Goodlettsville begins branding itself to lure more people to the small town
By Jennifer Brooks
In boom times, there were so many people relocating to Middle Tennessee, the biggest problem communities faced was building enough schools and roads to keep pace. It didn't really matter if a business or a family chose your town or the town next door, because there were always more moving vans rolling this way.
But then the recession hit. People couldn't relocate because they couldn't sell their homes, and by this time last year, American mobility was at its lowest point in 60 years, according to the U.S. Census Bureau.
Suddenly, attracting new residents and businesses to fill half-empty developments and prop up sagging tax bases became a priority. But how does a Goodlettsville set itself apart from a Gallatin or a Greenbrier?
For the city of Goodlettsville, it started with a modest advertising budget and a catchy slogan.
"Wow, that's good. … No, that's Goodlettsville," read the ads that began running in national specialty magazines this year.
Branding used to be something that only big cities had to worry about. Nashville has a $10 million budget for marketing and promotions. The new Smashville ad campaign, inviting people to Lower Broad to watch the Predators play, was a glitzy prime-time ad campaign.
But more and more small towns are stepping up with plans to brand themselves as memorable destinations. Thompson's Station formed a marketing and branding committee to help the town create an identity separate from its larger neighbor, Spring Hill.
Williamson County invited residents to create their own tourism promotion videos, featuring themes like "I Love My Franklin." White Bluff unveiled a new city logo and Web site designed to draw newcomers: "History, Family, Community: Tennesseans love to live, work and play in White Bluff."
The worse the economy gets, the more creative community marketing efforts have become, said Ben Stewart, director of economic and community development for the Greater Nashville Regional Council.
"It's an increasingly popular way for communities to market themselves," he said. "I think everyone's trying to think outside the box right now."
Putting city on the map
Goodlettsville increased its efforts at community branding this month with 30-second commercial spots that began airing on local Fox television stations.
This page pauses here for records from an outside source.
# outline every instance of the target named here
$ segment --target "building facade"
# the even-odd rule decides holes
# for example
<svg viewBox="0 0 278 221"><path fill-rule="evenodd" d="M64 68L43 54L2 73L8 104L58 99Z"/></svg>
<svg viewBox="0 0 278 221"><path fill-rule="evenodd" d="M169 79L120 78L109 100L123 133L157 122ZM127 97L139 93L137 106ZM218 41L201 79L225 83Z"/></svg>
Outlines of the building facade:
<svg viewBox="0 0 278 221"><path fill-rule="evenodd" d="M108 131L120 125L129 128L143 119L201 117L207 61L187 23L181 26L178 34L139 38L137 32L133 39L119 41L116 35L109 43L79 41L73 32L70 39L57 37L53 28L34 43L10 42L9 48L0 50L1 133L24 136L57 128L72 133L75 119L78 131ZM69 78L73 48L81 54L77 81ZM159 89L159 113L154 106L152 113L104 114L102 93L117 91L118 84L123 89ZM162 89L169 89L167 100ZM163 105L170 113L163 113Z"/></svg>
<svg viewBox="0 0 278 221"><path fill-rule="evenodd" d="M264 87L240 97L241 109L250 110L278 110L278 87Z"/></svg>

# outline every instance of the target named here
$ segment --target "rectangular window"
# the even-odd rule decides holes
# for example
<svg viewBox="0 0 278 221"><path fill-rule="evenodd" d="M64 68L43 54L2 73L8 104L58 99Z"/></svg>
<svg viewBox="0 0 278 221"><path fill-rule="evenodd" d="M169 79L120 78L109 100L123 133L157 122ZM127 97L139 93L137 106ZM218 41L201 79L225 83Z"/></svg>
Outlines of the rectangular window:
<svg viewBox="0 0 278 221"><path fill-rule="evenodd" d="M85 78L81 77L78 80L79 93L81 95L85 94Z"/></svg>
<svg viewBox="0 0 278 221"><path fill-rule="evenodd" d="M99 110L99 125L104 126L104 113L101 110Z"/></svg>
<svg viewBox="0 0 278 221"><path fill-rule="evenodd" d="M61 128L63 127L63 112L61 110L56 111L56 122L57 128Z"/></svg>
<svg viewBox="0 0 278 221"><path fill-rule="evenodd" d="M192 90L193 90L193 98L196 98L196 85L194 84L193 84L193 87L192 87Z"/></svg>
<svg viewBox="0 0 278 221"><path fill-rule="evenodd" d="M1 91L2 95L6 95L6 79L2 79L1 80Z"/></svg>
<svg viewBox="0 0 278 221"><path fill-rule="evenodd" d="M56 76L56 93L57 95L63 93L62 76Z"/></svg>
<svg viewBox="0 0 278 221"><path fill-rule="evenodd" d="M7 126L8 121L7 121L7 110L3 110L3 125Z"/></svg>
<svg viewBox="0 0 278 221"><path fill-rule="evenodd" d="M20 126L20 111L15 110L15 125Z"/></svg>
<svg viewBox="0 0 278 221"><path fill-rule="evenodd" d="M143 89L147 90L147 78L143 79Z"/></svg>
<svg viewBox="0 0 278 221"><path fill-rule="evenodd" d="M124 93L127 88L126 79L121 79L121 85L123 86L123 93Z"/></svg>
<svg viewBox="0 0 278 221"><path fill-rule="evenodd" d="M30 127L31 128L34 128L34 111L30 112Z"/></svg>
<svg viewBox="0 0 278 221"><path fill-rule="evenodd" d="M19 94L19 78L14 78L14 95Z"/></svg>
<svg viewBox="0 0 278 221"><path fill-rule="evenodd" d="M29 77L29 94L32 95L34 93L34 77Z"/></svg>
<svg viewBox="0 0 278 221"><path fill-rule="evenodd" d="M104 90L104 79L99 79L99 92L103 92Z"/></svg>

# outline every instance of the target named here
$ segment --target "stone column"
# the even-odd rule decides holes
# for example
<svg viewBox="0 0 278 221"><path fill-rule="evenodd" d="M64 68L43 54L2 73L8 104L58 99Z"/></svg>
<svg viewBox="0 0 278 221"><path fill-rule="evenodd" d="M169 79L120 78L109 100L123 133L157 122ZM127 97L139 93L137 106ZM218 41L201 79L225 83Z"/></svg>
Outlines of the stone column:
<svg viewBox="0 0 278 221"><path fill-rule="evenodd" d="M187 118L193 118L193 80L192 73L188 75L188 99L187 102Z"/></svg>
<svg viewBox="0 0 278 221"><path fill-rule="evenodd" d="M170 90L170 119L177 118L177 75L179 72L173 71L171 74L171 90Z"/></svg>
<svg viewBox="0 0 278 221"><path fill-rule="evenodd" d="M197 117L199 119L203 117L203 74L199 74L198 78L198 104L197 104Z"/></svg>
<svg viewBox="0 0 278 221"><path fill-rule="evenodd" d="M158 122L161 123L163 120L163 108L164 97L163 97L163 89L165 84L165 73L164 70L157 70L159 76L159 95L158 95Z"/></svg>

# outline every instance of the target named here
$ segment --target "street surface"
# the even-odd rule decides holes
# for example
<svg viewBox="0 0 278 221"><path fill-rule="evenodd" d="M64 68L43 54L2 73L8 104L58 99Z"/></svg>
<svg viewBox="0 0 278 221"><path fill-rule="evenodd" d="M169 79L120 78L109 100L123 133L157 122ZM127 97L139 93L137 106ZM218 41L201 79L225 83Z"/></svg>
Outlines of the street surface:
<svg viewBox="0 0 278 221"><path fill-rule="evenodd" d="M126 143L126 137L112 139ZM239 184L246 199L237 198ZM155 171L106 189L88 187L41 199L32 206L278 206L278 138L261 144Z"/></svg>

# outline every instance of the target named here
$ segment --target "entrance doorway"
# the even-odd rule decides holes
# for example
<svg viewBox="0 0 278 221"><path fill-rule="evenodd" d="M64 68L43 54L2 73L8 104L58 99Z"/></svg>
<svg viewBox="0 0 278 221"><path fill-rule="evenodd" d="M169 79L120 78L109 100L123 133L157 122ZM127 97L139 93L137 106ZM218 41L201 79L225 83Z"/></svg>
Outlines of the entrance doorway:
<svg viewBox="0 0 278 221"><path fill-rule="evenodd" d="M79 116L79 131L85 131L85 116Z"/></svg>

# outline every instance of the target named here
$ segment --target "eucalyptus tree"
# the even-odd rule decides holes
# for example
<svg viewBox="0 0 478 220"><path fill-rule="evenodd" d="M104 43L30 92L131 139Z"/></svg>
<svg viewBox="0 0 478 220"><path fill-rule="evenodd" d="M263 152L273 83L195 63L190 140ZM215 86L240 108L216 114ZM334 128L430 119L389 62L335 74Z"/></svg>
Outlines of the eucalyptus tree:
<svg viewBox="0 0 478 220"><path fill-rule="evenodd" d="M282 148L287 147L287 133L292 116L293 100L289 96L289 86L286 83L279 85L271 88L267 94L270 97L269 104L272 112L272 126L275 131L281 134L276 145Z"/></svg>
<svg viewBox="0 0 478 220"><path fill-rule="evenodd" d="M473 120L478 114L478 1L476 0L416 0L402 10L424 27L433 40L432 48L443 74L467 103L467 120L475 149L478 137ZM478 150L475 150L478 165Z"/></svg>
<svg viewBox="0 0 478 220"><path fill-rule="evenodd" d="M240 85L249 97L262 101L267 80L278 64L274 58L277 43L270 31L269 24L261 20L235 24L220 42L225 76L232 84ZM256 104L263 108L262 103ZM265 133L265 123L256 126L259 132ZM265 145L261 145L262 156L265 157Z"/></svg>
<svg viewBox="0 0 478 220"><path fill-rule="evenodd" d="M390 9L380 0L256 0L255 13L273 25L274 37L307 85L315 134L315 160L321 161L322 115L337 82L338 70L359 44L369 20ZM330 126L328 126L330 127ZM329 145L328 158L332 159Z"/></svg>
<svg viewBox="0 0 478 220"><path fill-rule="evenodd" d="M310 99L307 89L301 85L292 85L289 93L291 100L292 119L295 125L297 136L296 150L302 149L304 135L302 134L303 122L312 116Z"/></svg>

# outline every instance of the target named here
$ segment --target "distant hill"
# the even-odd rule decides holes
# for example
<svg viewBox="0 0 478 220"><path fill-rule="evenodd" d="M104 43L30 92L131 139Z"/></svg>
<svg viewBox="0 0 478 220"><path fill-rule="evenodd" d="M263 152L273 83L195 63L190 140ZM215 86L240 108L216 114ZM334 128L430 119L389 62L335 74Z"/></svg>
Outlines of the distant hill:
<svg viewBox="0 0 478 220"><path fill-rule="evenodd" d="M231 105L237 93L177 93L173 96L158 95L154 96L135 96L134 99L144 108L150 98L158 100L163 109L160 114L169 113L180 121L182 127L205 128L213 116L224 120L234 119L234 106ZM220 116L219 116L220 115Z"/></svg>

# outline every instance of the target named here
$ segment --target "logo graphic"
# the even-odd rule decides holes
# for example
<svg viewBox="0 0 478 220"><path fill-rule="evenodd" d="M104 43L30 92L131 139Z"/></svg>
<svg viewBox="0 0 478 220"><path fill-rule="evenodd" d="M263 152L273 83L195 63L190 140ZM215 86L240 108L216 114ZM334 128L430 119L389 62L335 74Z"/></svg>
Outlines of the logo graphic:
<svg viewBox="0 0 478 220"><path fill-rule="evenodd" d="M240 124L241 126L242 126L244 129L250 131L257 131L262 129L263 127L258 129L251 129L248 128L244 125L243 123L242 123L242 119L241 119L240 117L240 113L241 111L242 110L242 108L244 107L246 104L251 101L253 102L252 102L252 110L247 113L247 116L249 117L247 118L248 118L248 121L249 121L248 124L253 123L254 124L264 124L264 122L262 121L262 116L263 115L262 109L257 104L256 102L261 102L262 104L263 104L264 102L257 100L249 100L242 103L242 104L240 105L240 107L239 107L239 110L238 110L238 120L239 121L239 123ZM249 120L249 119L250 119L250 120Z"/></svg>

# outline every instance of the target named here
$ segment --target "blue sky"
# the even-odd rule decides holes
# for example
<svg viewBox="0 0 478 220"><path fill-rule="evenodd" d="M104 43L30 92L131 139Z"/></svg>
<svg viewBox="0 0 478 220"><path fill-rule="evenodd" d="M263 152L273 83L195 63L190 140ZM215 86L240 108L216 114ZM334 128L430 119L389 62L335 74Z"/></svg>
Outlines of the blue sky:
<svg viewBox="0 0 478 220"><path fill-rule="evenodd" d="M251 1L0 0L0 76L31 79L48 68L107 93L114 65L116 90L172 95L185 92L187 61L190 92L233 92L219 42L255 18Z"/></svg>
It's also grabbing a bit of name recognition with radio spots and by sponsoring weather and traffic reports: "The Tennessee morning weather report is brought to you by the city of Goodlettsville."
The community has spent $10,000 to $15,000 on self-promotion in the past year, said Tom Tucker, Goodlettsville's director of economic development.
"We scripted our commercial so it's not coming across like we're better than anyone else," Tucker said. "But we kept hearing from people, 'I know about Goodlettsville, but I don't know how to get there.' "
Follow Interstate 65 north from downtown Nashville for about 15 minutes and you'll find Goodlettsville, straddling the Davidson-Sumner county line.
"We want to get Goodlettsville on the radar," Tucker said, ticking off his list of qualities he most wants to promote about this town of 16,000.
"We're a small town with a rich Southern tradition. … We have an abundance of eateries, shopping, churches to worship. … A lot of thought went into all of this."
The television spots feature a young couple and a toddler strolling past historic Mansker's Station and through the city sights — over an old bridge, past a church and into a restaurant for ice cream before finally reaching a shady subdivision.
"Wow, that's good. No, that's Goodlettsville," the ad begins. "It's the people that make this city a great place to raise a family and own a business. Goodlettsville is a community rich in Southern hospitality with many community groups, places to work and cultural activities."